'Off-Season' Dining in Vail, Colorado (Slideshow)
October 8, 2013
'Off-season' in Vail can be a real culinary adventure
1. Assorted Local Libations
Wines from Jack Rabbit Hill, Peak Spirits, and CapRock all have one very interesting thing in common — the same maker. Each are hand-crafted at Jack Rabbit Hill Farm, located in western Colorado’s North Fork Valley, made with certified organic fruit grown at Jack Rabbit Hill, Gunnison River Farms, or Ela Family Farms, and cut back with water from the CapRock formation at 10,500 feet on Grand Mesa. Find all three at Vail Fine Wines.
2. Chicharrones at Mountain Standard
Colorado isn't Mexico, but when a visit to Mountain Standard — a smart and small-plate-heavy restaurant that features foods from their wood-burning oven — begins with a salty and spicy plate of fresh-fried chicharrones, who needs to cross the border?
3. Truffle Honey Brioche at Game Creek
When you get to the top of Vail Mountain (and if you don't, please ask yourself why you are in Vail in the first place...), don't just hop on your skis and jet back down. Stop at Game Creek and start your meal with house-baked brioche, brushed with a light glaze of truffled honey.
4. Grilled Colorado Peppers
Grilled Colorado peppers, fresh from the farmers' market on a Bunsen burner, at an outdoor cooking demo by Elway's Top Chef alum Tyler Wiard makes for a pretty hot picture.
5. Eggs Benedict at Elway's
Eggs Benedict, given a seasonal twist by chef Wiard of Elway's, using the locale's finest foods — potato and green onion cake, topped with beef tenderloin, onions and peppers, a fried egg, and corn hollandaise — is a Colorado cowboy's way to start the day.
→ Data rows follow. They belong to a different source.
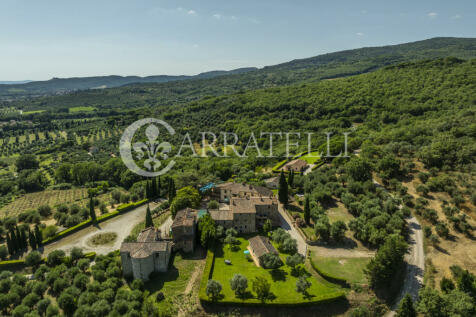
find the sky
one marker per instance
(44, 39)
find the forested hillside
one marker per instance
(327, 66)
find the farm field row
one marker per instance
(283, 283)
(47, 197)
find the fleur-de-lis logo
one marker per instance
(152, 149)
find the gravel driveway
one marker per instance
(121, 225)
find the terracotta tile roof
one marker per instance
(221, 215)
(237, 188)
(260, 245)
(252, 204)
(148, 235)
(140, 250)
(184, 217)
(296, 165)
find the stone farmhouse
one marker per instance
(149, 254)
(258, 247)
(296, 165)
(183, 230)
(249, 207)
(224, 192)
(272, 182)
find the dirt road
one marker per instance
(287, 224)
(415, 259)
(121, 225)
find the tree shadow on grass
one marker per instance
(158, 279)
(308, 296)
(246, 295)
(278, 275)
(294, 208)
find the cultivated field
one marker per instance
(283, 284)
(350, 269)
(47, 197)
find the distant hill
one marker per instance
(15, 82)
(327, 66)
(57, 86)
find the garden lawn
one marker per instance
(311, 158)
(173, 282)
(81, 109)
(339, 213)
(350, 269)
(283, 284)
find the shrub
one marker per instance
(33, 258)
(239, 284)
(270, 261)
(213, 204)
(55, 257)
(213, 289)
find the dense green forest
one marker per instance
(398, 117)
(327, 66)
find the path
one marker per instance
(309, 169)
(331, 252)
(121, 225)
(287, 224)
(415, 265)
(415, 262)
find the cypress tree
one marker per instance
(147, 190)
(291, 178)
(32, 240)
(148, 218)
(92, 213)
(172, 191)
(307, 211)
(406, 308)
(23, 240)
(154, 188)
(10, 246)
(158, 187)
(14, 241)
(38, 236)
(283, 189)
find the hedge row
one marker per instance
(278, 166)
(238, 302)
(333, 279)
(19, 263)
(129, 206)
(208, 273)
(120, 209)
(68, 231)
(11, 263)
(317, 165)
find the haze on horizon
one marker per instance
(77, 39)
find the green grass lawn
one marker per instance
(33, 112)
(350, 269)
(283, 284)
(81, 109)
(310, 157)
(339, 213)
(174, 281)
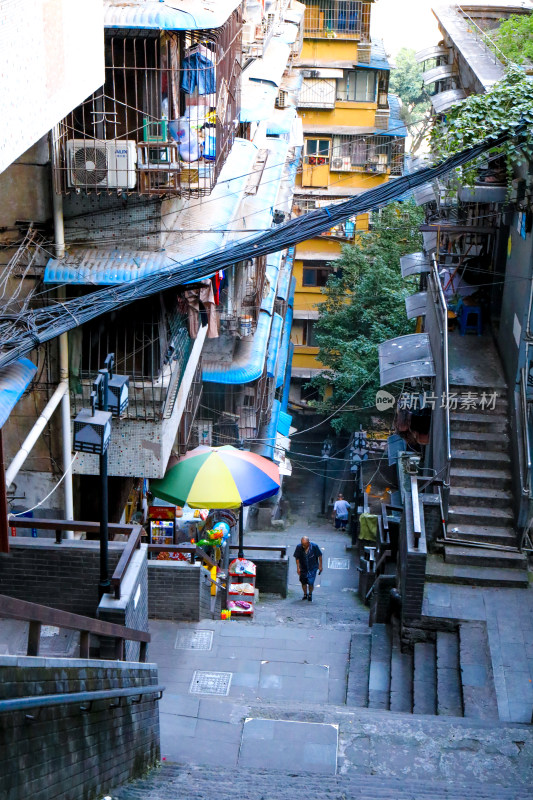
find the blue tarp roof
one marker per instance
(14, 380)
(168, 15)
(105, 267)
(274, 344)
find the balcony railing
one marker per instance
(337, 19)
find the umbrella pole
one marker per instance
(241, 534)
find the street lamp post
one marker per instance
(358, 454)
(92, 433)
(326, 451)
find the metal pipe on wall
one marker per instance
(66, 440)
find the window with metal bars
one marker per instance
(163, 123)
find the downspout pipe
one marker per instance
(66, 440)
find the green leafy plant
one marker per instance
(514, 37)
(364, 305)
(480, 116)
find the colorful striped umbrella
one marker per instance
(219, 477)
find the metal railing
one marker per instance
(37, 615)
(526, 446)
(73, 698)
(481, 36)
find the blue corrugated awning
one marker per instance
(280, 122)
(106, 267)
(14, 380)
(273, 344)
(266, 448)
(248, 364)
(174, 15)
(287, 383)
(284, 423)
(284, 349)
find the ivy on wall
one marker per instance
(481, 116)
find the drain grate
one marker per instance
(338, 563)
(210, 683)
(194, 640)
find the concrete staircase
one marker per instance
(480, 507)
(448, 675)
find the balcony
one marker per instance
(337, 19)
(162, 124)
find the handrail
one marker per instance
(73, 698)
(268, 547)
(444, 309)
(133, 543)
(37, 615)
(526, 483)
(59, 525)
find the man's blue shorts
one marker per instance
(308, 577)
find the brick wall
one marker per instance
(132, 608)
(59, 575)
(65, 753)
(178, 591)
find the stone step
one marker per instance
(439, 571)
(479, 422)
(358, 670)
(380, 665)
(173, 781)
(474, 496)
(461, 515)
(471, 459)
(425, 679)
(479, 694)
(481, 557)
(401, 690)
(449, 695)
(473, 440)
(482, 533)
(481, 478)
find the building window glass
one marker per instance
(357, 85)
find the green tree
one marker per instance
(365, 305)
(514, 37)
(406, 82)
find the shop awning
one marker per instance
(416, 305)
(14, 380)
(414, 264)
(405, 357)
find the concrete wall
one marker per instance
(59, 575)
(64, 753)
(178, 591)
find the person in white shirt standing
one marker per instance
(340, 512)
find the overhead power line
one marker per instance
(34, 327)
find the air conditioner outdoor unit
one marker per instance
(281, 99)
(102, 164)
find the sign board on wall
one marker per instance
(51, 59)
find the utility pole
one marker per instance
(358, 454)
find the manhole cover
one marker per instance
(194, 640)
(338, 563)
(210, 682)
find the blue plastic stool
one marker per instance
(470, 320)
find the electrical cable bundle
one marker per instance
(35, 326)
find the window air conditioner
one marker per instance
(102, 164)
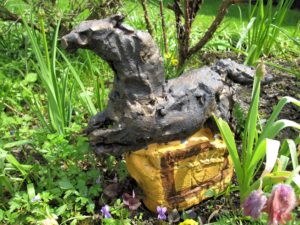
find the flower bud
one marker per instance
(254, 204)
(280, 204)
(261, 70)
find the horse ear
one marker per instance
(117, 19)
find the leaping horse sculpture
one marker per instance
(143, 107)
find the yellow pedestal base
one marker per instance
(179, 175)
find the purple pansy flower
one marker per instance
(131, 201)
(36, 198)
(105, 211)
(161, 212)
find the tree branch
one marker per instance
(146, 16)
(163, 26)
(213, 27)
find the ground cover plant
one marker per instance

6. Elk Corn Dogs at Back of House Burger
Chef Jason Harrison of Flame, the steakhouse at the Four Seasons Resort in Vail, hides some of his best bites at Back of House Burger — a single hidden table located right in the middle of his restaurant's kitchen. A starter of Colorado elk corn dogs with house-made smoked tomato ketchup is a must. And save room for your second course...
7. Fried Chicken and Waffles at Back of House Burger
When you’re done with those Colorado elk corn dogs, kick back a bottle of suds and go for one of the "build-your-own" sandwiches at Back of House Burger. Or order some of chef Harrison's masterpieces, like this fried chicken and Cheddar-bacon-scallion waffle "burger," topped with apricot slaw. Remember, to get a table, call Flame, because you won't find a website or a phone number anywhere online.
8. Smoke-Infused Whiskey at Back of House Burger
Steve Teaver, general manager and beverage director of Flame at the Four Seasons, uses charred wood from a local distillery's leftover whiskey barrels to infuse his whiskey with smoke. Mixologist? Magician? Sometimes it’s hard to tell the difference.
9. Dessert at Game Creek
Dollops of light and airy coconut mousse, topped with kataifi, macadamia crumble, mint sauce, and fresh raspberries, are the perfect way to end brunch at Game Creek. Savor every bite of chef Collin Meyer's creations during the "on-season," when the private restaurant opens to the public for brunch and dinner only, and maybe the view from the top of Vail Mountain, too.
11. Nobu in Vail
Of course Nobu has a Vail outpost. When landlocked, and you need a respite from lamb and beef, you need not look any further than Matsuhisa. Fresh fish, from all over the world, is flown in daily, and sliced and served in a solitaire sashimi. But if you have time, I suggest you allow chef Nobu to decide what you'll have for dinner — with his signature omakase tasting menu.